IUCN -- the International Union for Conservation of Nature and Natural Resources-- has just had a retreat. So I read in their newsletter today. And I always find the concept faintly worrying. To start with the idea of being in retreat has a distinctly negative connotation. And even if I sweep that aside, it then has a rather austere, monastic inference. Neither appeals to me. And while it might be a useful function, for the staff and board members to get together, I am not sure it is something that deserves publicity. Cynics in the conservation world have suggested that IUCN stands for International Union for Conversation about Nature, or even worse, I Used to Conserve Nature. The fact remains that too many meetings, with too many delegates are what IUCN has become known for. We need fewer conferences, fewer meetings, less research and more action. Much more action.

Needless to say there was no mention of the most serious of all conservation issues: human populations. IUCN seems to avoid this much of the time. But I was glad to hear over the weekend, that Sir David Attenborough has beome patron of the Optimum Population Trust.

Wednesday, 29 April 2009

Flying off to Sicily

Last Thursday I flew off to Sicily for a long weekend. Recharging of batteries etc. It was one of the best times of the year for seeing orchids, and we saw loads of them, together with masses of other wild flowers, plus migrating birds of prey. But of course many people then criticise trips like this -- flying and all that carbon footprint. How do I justify it? The answer is, I don't really have any logical justification. It does have a carbon footprint, but since on the whole I lead a relatively low-carbon life, I suppose I feel, a little bit of indulgence is justified. Furthermore, my raison d'etre for conserving wildlife, is my own personal enjoyment of it. But while flying, I did feel that the best way of reducing the amount of carbon is to ensure that fair and realistic prices are paid for air travel. And certainly it is getting much more expensive, and there were fewer people on the plane. But it's a dilemma which is not easily solved. What do others who fly a lot feel about this?

Tuesday, 14 April 2009

Easter weekend

A few days away from the office, and some glorious spring weather. Slow worms were under the sheets of corrugated iron that I have strewn around the garden to provide a hiding place for them. Also a common shrew and a bank vole were under the sheets as well. The dawn chorus seems a bit better than recent years with at least four singing male blackcaps. And I saw my first swallow on Saturday. And best of all, in our tiny patch of woodland, I found a nice crop of Morels -- a spring fruiting fungus, that is truly delicious.

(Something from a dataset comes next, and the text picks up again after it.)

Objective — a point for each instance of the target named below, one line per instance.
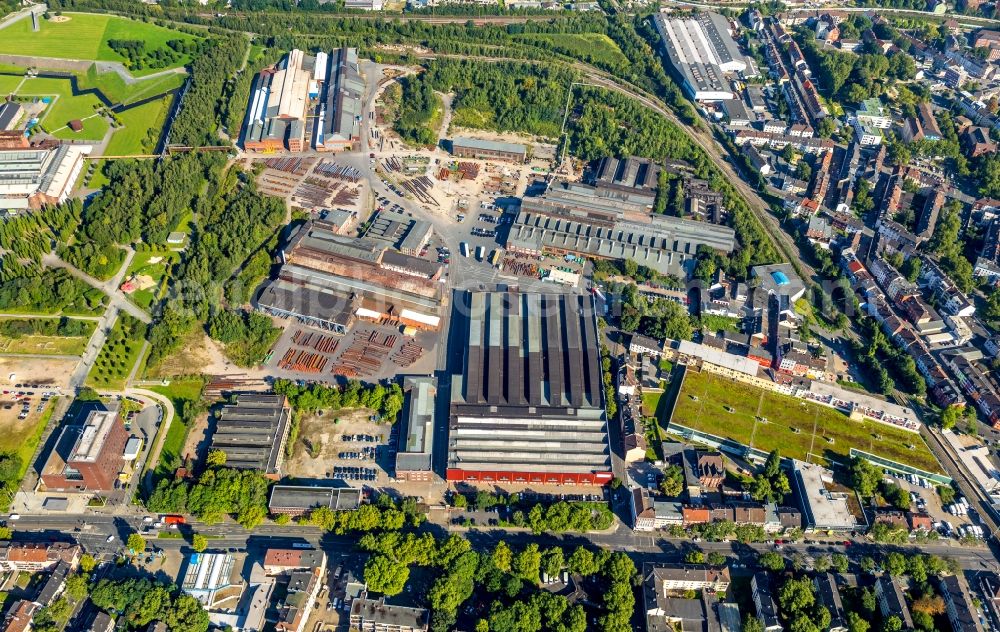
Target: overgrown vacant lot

And an interesting piece of behaviour. Over winter I have kept our five Japanese Quail in the greenhouse -- they hate the wet cold English winter, and seemed very happy, and became exceptionally tame. On Sunday, I decided to put some seed trays in the green house, and gave it a thorough wetting, and the quail also had a great time in the shower. Then next day their behaviour totally changed. They became very flighty -- they had only ever run around, never taking flight -- and very vocal. Did the shower I had given them, trigger a migration response? Unfortunately none of the books I have (including the Handbook of Birds of the World give any information that enlightens me on this. Any leads from my readers would be

And so today, back to work, with a few donations resulting from Simon Barnes' article in the Times (fewer than I expected, probably because with the beautiful weekend weather, no one was reading their papers, they were all in the garden!)

Tuesday, 7 April 2009

Wildlife, rainforests and vegetarianism

A few of WLT's supporters have suggested that being vegetarian is a way of saving wildlife and rainforests. As is so often the case, the answers are never that simple.

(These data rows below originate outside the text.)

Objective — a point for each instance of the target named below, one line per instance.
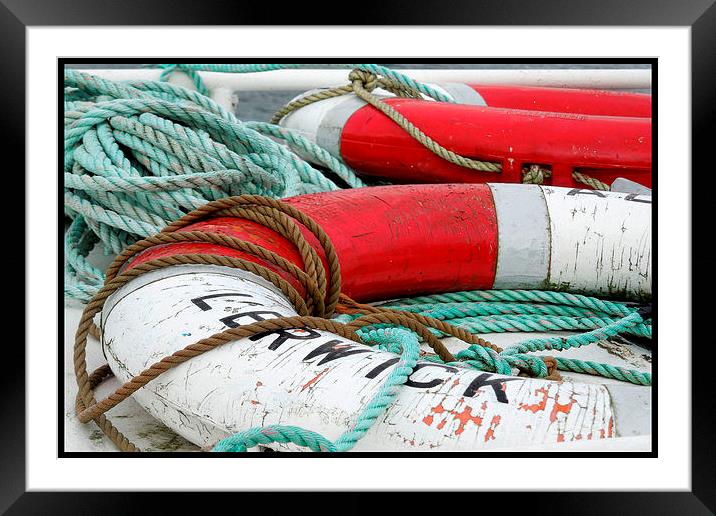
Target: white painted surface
(244, 383)
(600, 242)
(523, 251)
(280, 80)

I was brought up a vegetarian (unusual in the 1940s and 50s), but changed in the 1960s to an omnivore diet. The fact is that while there is no question that we do not need to eat the vast quantities of meat that 'developed' (i.e. rich) societies eat, an omnivore diet actually makes as much sense as a vegetarian diet. Grazing sheep on upland pastures can be an efficient way of maintaining interesting habitats, and even in vegetarian areas of India cows are kept to provide manures.

More controversial is the fact that huge areas of rainforest have been devastated for the production of soya beans, which are among the mainstays of vegetarian and vegan foods. The more responsible soya producers only use organic soya, but even those do often get it from areas that were historically rainforest.

My personal belief is that the answer does not lie in vegetarianism per se, but in eating very limited amounts of high quality (organic, pesticide free, locally produced, cruelty free) meat, and locally produced vegetables when ever possible. But international trade is also important to benefit the poorer parts of the world, so ethically and environmentally friendly rice and other cereals etc should not be ignored.

Unfortunately there is no simple answer, other than simply reducing the size of the human population and its aspirations to ever increasing material wealth.